Tuesday, December 14, 2010

UPeace and Appreciative Inquiry

Hi Everyone,

I wanted to share this resource with everyone as I thought it might be of interest. The University for Peace is a UN-mandated graduate level centre for executive education based outside of San Jose, Costa Rica. I attended a course on Peace and Conflict there in 2009 and found the quality of education provided to be high.

This February, UPeace is offering a two-day intensive called "Beyond traditional leadership" which promises to help students become the "integral" leader of the 21st century, one who can "approach his or her field understanding that there are different perspective involved". The course lists six modules on topics such as self-reflection, innovative thinking, and effective negotiation, but the one that caught my eye was "Appreciative Inquiry". A quick search on the internet revealed that AI is an approach to organizational change that focusses on what works in organizations as opposed to seeking out what is 'wrong' with an organization.

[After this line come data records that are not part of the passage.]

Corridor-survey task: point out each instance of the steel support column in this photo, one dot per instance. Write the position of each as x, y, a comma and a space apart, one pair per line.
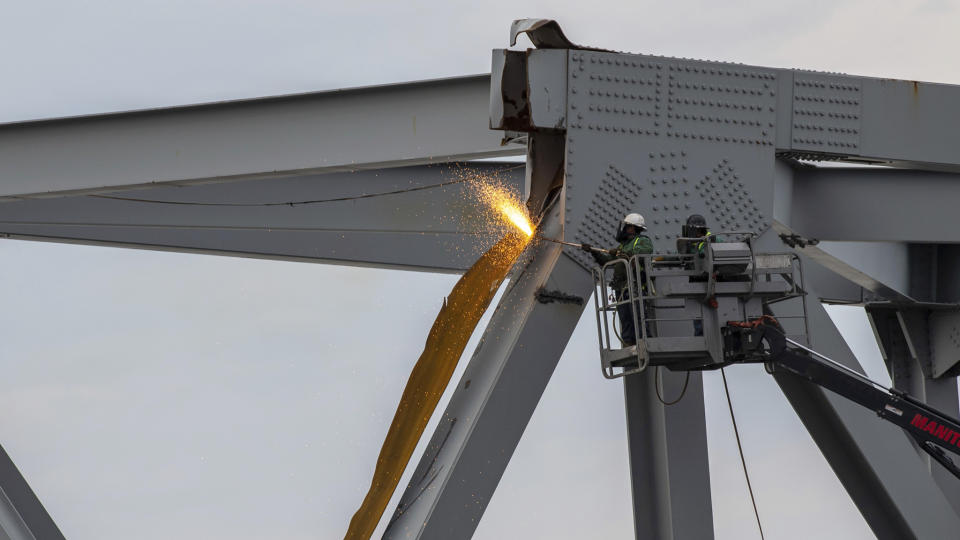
496, 397
669, 467
22, 516
874, 461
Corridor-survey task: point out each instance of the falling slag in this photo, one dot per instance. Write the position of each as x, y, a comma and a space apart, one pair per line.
459, 316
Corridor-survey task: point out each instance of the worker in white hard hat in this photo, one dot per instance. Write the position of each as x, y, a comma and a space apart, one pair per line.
632, 242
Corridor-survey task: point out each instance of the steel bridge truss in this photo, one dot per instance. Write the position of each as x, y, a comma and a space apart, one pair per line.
603, 133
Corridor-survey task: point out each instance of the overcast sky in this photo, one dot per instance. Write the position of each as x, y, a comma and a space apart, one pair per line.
161, 395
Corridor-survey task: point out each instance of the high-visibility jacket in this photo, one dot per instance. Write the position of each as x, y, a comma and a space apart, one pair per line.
638, 245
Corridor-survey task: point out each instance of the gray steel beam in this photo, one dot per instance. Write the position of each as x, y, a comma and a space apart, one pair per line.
905, 338
875, 462
22, 516
360, 128
669, 466
870, 267
495, 398
426, 218
876, 205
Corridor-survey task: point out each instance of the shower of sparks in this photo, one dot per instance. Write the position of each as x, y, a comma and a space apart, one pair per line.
515, 214
501, 207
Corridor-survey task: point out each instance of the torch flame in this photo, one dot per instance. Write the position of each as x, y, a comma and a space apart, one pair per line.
516, 216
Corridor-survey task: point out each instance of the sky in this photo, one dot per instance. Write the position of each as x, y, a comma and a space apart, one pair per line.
157, 395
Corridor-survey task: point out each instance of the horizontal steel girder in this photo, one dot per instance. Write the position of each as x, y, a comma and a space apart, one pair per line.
876, 205
360, 128
419, 218
495, 398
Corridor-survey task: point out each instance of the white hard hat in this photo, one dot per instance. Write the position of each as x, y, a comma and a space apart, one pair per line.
634, 219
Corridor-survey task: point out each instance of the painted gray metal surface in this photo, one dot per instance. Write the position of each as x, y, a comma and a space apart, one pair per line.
905, 335
437, 225
669, 137
22, 516
876, 463
495, 398
876, 205
375, 127
669, 466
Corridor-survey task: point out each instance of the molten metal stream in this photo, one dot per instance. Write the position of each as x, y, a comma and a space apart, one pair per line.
446, 341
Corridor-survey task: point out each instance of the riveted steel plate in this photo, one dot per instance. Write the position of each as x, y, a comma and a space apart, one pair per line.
667, 138
826, 113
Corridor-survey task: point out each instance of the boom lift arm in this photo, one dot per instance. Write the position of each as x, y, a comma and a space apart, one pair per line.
763, 340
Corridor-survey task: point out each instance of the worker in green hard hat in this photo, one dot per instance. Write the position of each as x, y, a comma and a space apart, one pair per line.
694, 238
632, 242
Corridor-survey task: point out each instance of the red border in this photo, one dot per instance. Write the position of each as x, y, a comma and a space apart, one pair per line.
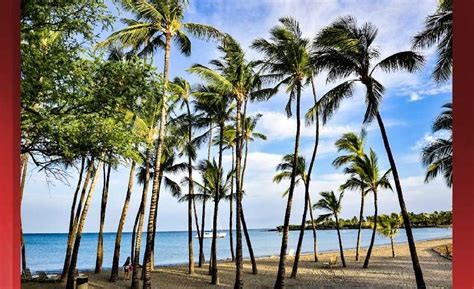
9, 144
463, 104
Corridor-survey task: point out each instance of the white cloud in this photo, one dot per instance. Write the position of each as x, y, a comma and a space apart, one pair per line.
428, 138
415, 97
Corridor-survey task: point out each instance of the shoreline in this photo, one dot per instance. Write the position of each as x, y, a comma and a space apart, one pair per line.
383, 272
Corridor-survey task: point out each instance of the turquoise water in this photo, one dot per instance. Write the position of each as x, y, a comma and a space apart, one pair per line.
45, 252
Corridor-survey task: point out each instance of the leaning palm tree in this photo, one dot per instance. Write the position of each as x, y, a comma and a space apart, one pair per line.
389, 226
312, 116
80, 226
233, 76
157, 25
437, 156
330, 202
219, 107
354, 145
346, 49
439, 30
366, 169
248, 135
229, 143
286, 60
216, 188
284, 171
182, 89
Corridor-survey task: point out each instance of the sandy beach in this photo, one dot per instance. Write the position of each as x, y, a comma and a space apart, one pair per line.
383, 272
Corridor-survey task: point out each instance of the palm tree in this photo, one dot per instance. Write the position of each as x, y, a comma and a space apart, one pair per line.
354, 145
439, 30
366, 170
437, 156
346, 49
118, 238
229, 142
286, 59
103, 207
157, 24
284, 171
216, 187
75, 215
248, 135
234, 77
182, 89
389, 226
312, 116
24, 170
80, 226
329, 202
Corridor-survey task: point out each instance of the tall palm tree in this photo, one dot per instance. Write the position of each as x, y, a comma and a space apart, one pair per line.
389, 226
103, 208
248, 135
157, 24
229, 142
312, 116
218, 107
330, 202
205, 119
437, 156
354, 145
439, 30
75, 215
346, 49
80, 226
366, 169
284, 171
217, 186
286, 60
234, 77
182, 89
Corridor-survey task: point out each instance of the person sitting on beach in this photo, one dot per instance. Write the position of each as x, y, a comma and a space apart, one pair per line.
127, 268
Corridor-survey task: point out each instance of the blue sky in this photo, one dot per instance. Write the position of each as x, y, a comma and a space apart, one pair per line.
410, 104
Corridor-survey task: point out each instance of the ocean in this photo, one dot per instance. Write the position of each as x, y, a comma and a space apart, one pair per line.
45, 252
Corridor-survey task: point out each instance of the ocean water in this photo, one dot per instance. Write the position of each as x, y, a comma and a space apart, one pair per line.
45, 252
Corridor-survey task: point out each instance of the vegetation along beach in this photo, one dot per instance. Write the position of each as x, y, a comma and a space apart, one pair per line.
191, 144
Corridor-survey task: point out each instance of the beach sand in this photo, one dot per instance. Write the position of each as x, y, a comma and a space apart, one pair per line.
383, 272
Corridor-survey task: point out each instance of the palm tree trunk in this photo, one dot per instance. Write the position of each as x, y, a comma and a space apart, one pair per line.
313, 228
420, 282
203, 216
147, 266
140, 218
244, 223
280, 281
359, 231
249, 244
214, 278
118, 238
393, 247
196, 219
341, 249
191, 198
231, 208
294, 271
74, 219
372, 240
77, 242
238, 204
24, 170
103, 207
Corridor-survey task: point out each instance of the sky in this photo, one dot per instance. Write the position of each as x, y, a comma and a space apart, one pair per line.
411, 102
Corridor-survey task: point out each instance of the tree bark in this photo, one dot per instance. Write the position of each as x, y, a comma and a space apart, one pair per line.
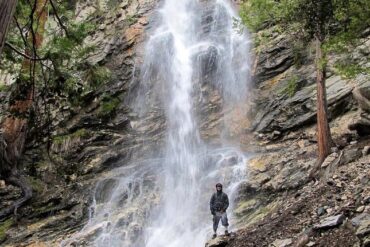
7, 8
14, 128
323, 131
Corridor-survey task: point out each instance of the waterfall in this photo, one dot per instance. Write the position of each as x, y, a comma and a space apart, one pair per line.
190, 31
164, 201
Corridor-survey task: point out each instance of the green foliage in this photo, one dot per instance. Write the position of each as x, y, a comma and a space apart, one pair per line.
4, 226
4, 88
108, 106
257, 14
324, 18
37, 185
131, 19
349, 71
97, 75
81, 133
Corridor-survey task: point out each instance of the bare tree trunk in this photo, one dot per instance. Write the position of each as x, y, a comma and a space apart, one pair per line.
15, 126
7, 8
323, 131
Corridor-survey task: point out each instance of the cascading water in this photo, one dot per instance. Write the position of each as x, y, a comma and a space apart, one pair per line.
164, 201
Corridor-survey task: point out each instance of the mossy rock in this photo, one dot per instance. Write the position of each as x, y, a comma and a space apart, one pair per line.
4, 227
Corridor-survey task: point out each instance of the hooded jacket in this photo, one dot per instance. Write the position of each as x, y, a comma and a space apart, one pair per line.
219, 202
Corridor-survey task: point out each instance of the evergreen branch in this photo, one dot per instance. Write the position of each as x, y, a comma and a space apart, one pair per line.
24, 55
58, 18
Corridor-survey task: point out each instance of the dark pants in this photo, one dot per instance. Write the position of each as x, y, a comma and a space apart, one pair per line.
216, 220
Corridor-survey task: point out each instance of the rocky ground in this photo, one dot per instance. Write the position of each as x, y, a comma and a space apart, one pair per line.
280, 205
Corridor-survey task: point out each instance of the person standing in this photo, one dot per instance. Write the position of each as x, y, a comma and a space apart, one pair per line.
218, 205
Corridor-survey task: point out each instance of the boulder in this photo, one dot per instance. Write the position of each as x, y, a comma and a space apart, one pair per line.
363, 228
281, 243
362, 96
220, 241
330, 222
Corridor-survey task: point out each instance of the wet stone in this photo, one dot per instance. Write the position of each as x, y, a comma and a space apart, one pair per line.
330, 222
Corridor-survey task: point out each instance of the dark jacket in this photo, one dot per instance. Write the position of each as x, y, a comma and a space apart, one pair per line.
219, 202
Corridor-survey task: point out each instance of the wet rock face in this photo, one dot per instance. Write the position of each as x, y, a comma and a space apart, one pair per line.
85, 141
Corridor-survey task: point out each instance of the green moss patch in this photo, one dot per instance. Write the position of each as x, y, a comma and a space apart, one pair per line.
4, 226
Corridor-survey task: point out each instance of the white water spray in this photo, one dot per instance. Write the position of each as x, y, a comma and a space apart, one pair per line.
164, 201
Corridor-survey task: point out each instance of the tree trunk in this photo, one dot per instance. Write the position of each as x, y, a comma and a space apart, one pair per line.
7, 8
15, 126
323, 131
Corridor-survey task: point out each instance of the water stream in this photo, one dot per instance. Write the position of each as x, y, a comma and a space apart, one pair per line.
163, 201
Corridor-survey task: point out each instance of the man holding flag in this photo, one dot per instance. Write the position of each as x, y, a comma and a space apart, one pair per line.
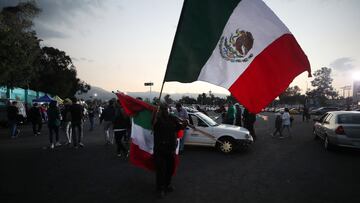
166, 127
154, 141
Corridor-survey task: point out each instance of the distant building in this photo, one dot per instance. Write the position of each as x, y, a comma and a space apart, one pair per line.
356, 92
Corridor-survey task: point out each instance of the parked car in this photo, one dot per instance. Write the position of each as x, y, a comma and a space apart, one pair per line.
294, 111
231, 137
338, 128
322, 110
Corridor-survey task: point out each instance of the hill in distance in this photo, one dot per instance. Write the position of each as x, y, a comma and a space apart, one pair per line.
99, 93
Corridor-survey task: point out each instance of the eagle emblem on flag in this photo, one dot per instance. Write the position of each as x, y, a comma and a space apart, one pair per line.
236, 48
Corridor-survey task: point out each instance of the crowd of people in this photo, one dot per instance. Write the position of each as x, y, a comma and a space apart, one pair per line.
68, 119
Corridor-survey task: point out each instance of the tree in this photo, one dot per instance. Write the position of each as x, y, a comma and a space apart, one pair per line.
322, 84
168, 100
57, 75
19, 45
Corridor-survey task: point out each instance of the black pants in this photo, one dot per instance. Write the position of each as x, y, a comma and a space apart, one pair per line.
250, 128
76, 132
164, 163
119, 136
277, 130
51, 130
37, 125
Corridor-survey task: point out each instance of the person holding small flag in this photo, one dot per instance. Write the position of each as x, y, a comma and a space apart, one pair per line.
166, 127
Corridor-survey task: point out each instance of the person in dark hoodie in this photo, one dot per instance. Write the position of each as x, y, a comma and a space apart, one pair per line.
108, 116
278, 125
121, 126
36, 119
66, 120
77, 114
53, 113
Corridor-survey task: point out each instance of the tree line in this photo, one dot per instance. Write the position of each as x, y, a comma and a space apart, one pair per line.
25, 63
321, 92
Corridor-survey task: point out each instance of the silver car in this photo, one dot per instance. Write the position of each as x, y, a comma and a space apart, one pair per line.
226, 138
338, 128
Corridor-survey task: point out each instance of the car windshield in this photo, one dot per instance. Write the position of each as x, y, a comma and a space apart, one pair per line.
208, 120
349, 119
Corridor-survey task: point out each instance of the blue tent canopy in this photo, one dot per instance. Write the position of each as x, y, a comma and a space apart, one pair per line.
45, 98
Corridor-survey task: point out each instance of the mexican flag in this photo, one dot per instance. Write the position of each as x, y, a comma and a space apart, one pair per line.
142, 137
239, 45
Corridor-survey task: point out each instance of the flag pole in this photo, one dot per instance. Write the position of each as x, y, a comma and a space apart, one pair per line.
171, 52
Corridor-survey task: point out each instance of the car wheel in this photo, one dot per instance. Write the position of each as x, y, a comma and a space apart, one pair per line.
327, 144
315, 135
227, 146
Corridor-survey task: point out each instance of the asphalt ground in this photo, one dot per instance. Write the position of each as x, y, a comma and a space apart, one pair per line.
296, 169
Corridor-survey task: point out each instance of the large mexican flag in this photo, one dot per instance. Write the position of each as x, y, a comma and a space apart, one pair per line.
239, 45
142, 137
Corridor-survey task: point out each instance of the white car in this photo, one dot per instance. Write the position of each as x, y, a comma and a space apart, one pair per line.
226, 138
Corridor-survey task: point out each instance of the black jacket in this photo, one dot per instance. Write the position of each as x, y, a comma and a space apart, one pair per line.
165, 136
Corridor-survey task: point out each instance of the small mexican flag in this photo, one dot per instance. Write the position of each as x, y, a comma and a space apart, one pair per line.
142, 137
239, 45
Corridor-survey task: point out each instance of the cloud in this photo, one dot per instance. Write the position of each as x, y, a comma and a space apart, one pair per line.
344, 64
64, 13
45, 32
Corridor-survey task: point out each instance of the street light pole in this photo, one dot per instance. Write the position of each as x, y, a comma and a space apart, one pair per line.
149, 84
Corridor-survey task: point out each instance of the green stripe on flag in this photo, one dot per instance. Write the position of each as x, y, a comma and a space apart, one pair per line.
199, 30
143, 119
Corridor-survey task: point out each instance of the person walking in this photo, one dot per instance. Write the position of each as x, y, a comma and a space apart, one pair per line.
53, 114
121, 126
165, 142
36, 119
238, 115
91, 115
286, 121
182, 114
278, 125
108, 116
66, 120
230, 115
249, 121
12, 116
77, 113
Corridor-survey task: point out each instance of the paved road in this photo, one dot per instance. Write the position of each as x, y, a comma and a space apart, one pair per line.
272, 170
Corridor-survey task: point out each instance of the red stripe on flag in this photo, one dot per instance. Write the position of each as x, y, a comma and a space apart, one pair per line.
141, 158
270, 73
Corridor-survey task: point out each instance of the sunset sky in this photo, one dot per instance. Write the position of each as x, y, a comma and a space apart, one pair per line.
120, 44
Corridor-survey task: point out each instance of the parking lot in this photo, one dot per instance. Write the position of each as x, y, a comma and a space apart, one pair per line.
294, 169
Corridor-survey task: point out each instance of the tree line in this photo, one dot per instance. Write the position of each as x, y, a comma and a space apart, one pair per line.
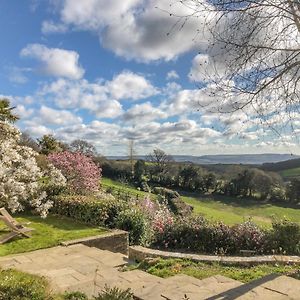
160, 169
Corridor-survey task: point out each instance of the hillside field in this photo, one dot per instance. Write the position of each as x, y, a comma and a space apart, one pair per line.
291, 173
225, 209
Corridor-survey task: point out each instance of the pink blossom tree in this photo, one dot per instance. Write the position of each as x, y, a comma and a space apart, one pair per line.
83, 175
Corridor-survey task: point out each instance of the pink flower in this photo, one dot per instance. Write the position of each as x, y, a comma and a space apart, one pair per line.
82, 174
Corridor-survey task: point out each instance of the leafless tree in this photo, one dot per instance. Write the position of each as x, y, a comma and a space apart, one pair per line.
131, 155
252, 61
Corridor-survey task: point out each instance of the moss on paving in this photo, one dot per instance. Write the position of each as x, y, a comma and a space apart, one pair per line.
170, 267
47, 233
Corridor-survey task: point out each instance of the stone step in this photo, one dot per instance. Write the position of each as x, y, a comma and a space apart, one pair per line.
181, 286
271, 287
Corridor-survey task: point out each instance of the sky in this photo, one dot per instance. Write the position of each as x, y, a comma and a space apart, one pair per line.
113, 71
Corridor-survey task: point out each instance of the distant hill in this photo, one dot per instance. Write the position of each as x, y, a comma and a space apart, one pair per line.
247, 159
283, 165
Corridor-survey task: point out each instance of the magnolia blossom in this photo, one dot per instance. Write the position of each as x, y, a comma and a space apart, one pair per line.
20, 176
82, 174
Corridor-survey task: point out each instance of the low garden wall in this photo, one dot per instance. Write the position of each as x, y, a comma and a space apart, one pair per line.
139, 253
114, 241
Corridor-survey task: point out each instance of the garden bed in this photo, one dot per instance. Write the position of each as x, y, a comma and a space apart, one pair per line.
49, 232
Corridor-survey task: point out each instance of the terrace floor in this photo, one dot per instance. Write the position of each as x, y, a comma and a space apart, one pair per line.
87, 269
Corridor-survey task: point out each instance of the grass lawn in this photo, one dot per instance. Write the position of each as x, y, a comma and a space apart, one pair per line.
232, 211
48, 232
169, 267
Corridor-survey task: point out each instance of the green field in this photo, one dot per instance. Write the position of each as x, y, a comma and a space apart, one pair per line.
232, 211
226, 209
288, 173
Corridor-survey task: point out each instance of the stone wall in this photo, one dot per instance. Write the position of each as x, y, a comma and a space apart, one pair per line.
139, 253
114, 241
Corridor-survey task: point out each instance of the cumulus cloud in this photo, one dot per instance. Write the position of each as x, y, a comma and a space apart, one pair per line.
144, 113
82, 94
52, 27
57, 117
138, 29
172, 75
128, 85
54, 61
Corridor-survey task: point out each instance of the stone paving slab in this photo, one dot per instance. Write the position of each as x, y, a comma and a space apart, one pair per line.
87, 269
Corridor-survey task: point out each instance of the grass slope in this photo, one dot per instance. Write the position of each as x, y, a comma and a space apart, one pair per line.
232, 211
48, 232
226, 209
290, 173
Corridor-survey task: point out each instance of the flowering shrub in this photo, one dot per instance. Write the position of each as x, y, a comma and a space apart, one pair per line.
198, 235
285, 237
91, 210
21, 179
248, 236
82, 173
137, 224
158, 214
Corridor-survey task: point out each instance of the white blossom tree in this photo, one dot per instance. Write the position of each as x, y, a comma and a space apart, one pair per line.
21, 179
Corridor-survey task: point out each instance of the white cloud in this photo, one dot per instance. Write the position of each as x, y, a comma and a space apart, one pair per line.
52, 116
204, 69
82, 94
172, 75
128, 85
51, 27
138, 29
143, 113
54, 61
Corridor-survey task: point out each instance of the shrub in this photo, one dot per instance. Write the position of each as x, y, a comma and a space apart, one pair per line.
175, 203
21, 178
82, 173
75, 296
136, 223
15, 285
285, 237
114, 294
248, 236
89, 209
167, 193
197, 235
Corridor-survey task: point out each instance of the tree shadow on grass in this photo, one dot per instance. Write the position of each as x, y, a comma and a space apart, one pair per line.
237, 201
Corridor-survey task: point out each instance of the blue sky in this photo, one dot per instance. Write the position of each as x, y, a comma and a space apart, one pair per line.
108, 72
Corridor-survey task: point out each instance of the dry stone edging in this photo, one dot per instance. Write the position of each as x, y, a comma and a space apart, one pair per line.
140, 253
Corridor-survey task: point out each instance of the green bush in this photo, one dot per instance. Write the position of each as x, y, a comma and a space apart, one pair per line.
114, 294
173, 200
15, 285
167, 193
75, 296
136, 223
89, 210
198, 235
285, 237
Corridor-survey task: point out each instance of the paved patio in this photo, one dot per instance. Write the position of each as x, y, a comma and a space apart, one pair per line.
87, 269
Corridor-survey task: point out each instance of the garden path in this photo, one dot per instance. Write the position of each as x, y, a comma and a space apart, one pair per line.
87, 269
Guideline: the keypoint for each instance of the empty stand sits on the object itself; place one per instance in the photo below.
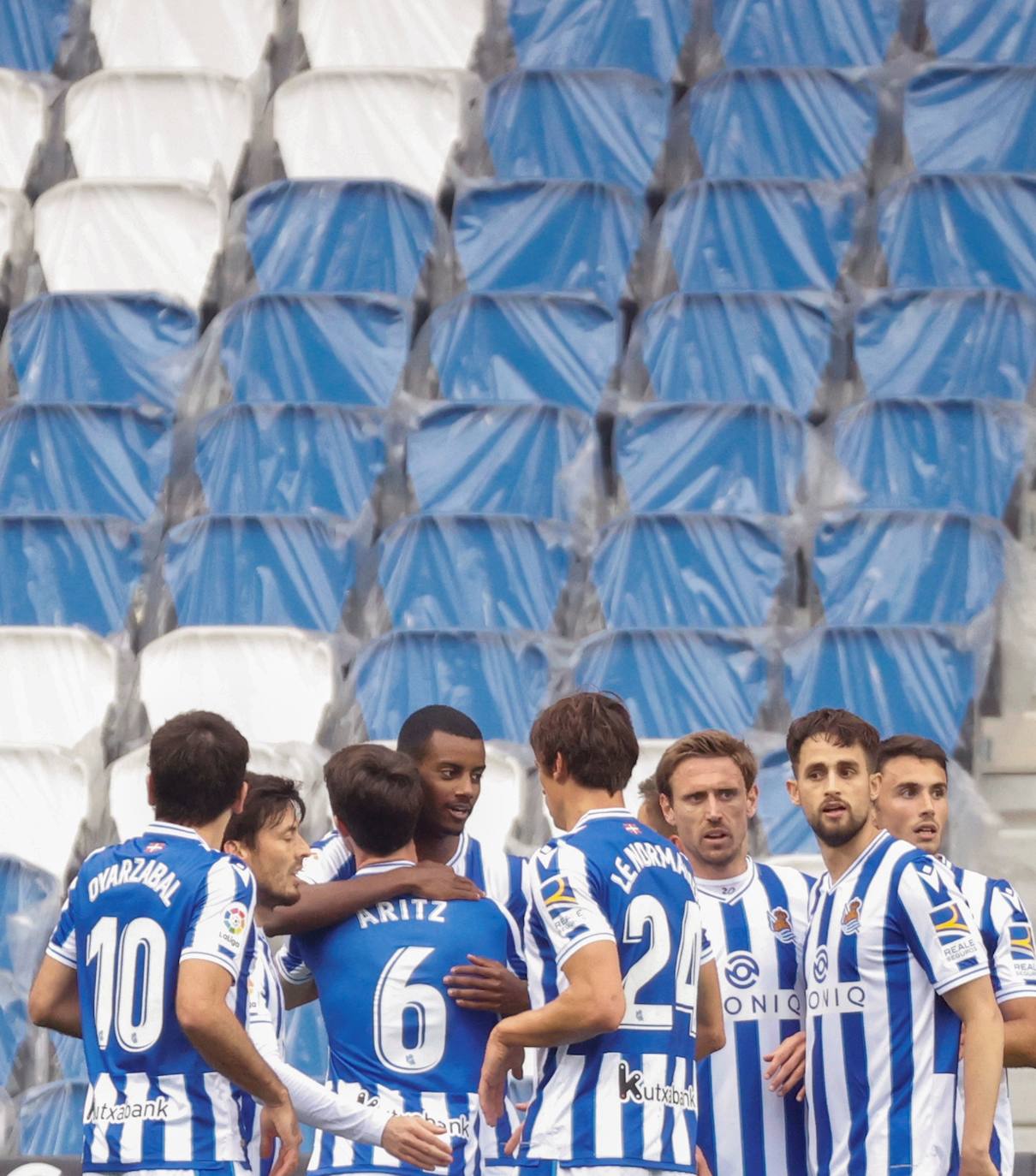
(289, 459)
(101, 348)
(743, 459)
(128, 235)
(532, 460)
(349, 123)
(189, 128)
(607, 126)
(547, 236)
(947, 345)
(721, 348)
(473, 573)
(560, 349)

The Appreciative Inquiry Commons gives this expanded defintion:

Appreciative Inquiry [is] a theory and practice for approaching change from a holistic framework. Based on the belief that human systems are made and imagined by those who live and work within them, AI leads systems to move toward the generative and creative images that reside in their most positive core – their values, visions, achievements, and best practices...AI recognizes that human systems are constructions of the imagination and are, therefore, capable of change at the speed of imagination. Once organization members shift their perspective, they can begin to invent their most desired future.

I am interested in AI as a conteplative approach to managing change in organizations. After reading about change management systems like Six Sigma that bring organizational efficiency under a microscope with complex metrics systems, this is a curious alternative. My own experience observing a large bureacracy try to reform itself and my reading of both Bolman and Deal and Denhardt, Denhardt and Aristegueta makes me skeptical of AI's claim that organizations can change instantaneously if the perspective of its members changes. Although the power of positive thinking has been documented to have a tangible impact on people's health and goal achievement, I have doubts that established structures and political dynamics can transform overnight. Yet, if organizations do function like organisms, then perhaps AI does have something to teach?